Key insights in this post
Consumer payments innovations typically take 20+ years to achieve saturation:
They must overcome consumer inertia
They must get receiver acceptance, typically on a one-by-one basis
Consumer inertia is typical overcome via generational change
Early adopters are typically in their 20s
Each older generation adopts less quickly
As the generations get older, a higher percentage of the total population comes from those early adopting generations
By the 20-30 year mark, the oldest generation has left the market and the high-adopting younger generations account for the majority
This can be derailed if a new payments innovation enters the market before saturation is reached (e.g., Apple Pay following PayPal)
Two 1990s hyper growth payment innovations demonstrate these principles:
PayPal now has roughly equal usage in each generation, but faces competition from Apple Pay and Google in the youngest cohorts, this explains its growth slowdown
Bank Bill Pay (CheckFree) is in long term decline as younger generations use other bill pay methods and older generations are using it less
Of today’s high growth methods, only Apple Pay growth exceeds historical norms
Zelle seems hyper-growth but P2P was introduced before 2000 and Zelle absorbed several legacy bank-centric P2P services; so while Zelle is highly penetrated, the overall time frame was ~25 years
BNPL is hyper growth and only introduced within the last 10 years or so, but Pay-in-4 appeals to a narrow segment of the population and that segment is not expanding to become mass market
Apple Pay is only 11 years old and has high penetration among iPhone users; it benefitted from one-off circumstances that would be hard to replicate
Getting to saturation requires three broad tailwinds:
A starting customer base that has been aggregated for other reasons (e.g.
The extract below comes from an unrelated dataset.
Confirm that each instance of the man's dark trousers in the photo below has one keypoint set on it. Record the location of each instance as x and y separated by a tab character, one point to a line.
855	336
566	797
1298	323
Zelle leveraged bank app users)
A starting acceptance base (e.g., PayPal on eBay)
A compelling initial use case (e.g., in-app payments for Apple Pay)
No emerging payment method meets all three criteria, including the new guest checkout solutions or Stablecoins
My conclusion is that consumer inertia has not changed; Payments innovations will continue to require generational change to achieve saturation
Introduction
Last week I ended my post by quoting Amara’s law:
“We tend to overestimate the effect of a technology in the short run and underestimate the effect in the long run”.
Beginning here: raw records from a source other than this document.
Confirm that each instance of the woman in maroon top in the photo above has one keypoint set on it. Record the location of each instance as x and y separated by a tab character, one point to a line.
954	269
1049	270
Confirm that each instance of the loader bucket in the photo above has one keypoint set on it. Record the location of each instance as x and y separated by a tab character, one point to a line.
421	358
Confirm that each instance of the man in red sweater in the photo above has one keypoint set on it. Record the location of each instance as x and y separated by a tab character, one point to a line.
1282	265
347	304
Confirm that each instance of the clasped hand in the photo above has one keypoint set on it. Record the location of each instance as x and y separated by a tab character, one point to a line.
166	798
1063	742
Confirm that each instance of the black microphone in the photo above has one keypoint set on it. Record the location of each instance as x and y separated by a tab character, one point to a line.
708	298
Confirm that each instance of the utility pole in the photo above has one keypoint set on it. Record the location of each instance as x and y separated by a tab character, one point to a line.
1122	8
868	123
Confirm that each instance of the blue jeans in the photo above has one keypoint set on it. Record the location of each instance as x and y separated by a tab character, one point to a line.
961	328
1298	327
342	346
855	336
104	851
I intended to convey that there was plenty of time for incumbents to adapt. The more I thought about it, the more I questioned how much comfort it should give.
I was assuming that consumer inertia has been constant in payments history. My early experience with innovations like ATMs, IVRs, Image Check processing, etc. is that they all took extended periods to impact the industry despite their obvious advantages. Even online banking was relatively slow to catch on.
More recent innovations like Apple Pay and P2P seem to get adopted faster. If the pace of consumer adoption is indeed faster than historically, the “long run” is shorter than it used to be – and incumbents have less time to adapt. This post will discuss whether adoption rates are indeed accelerating.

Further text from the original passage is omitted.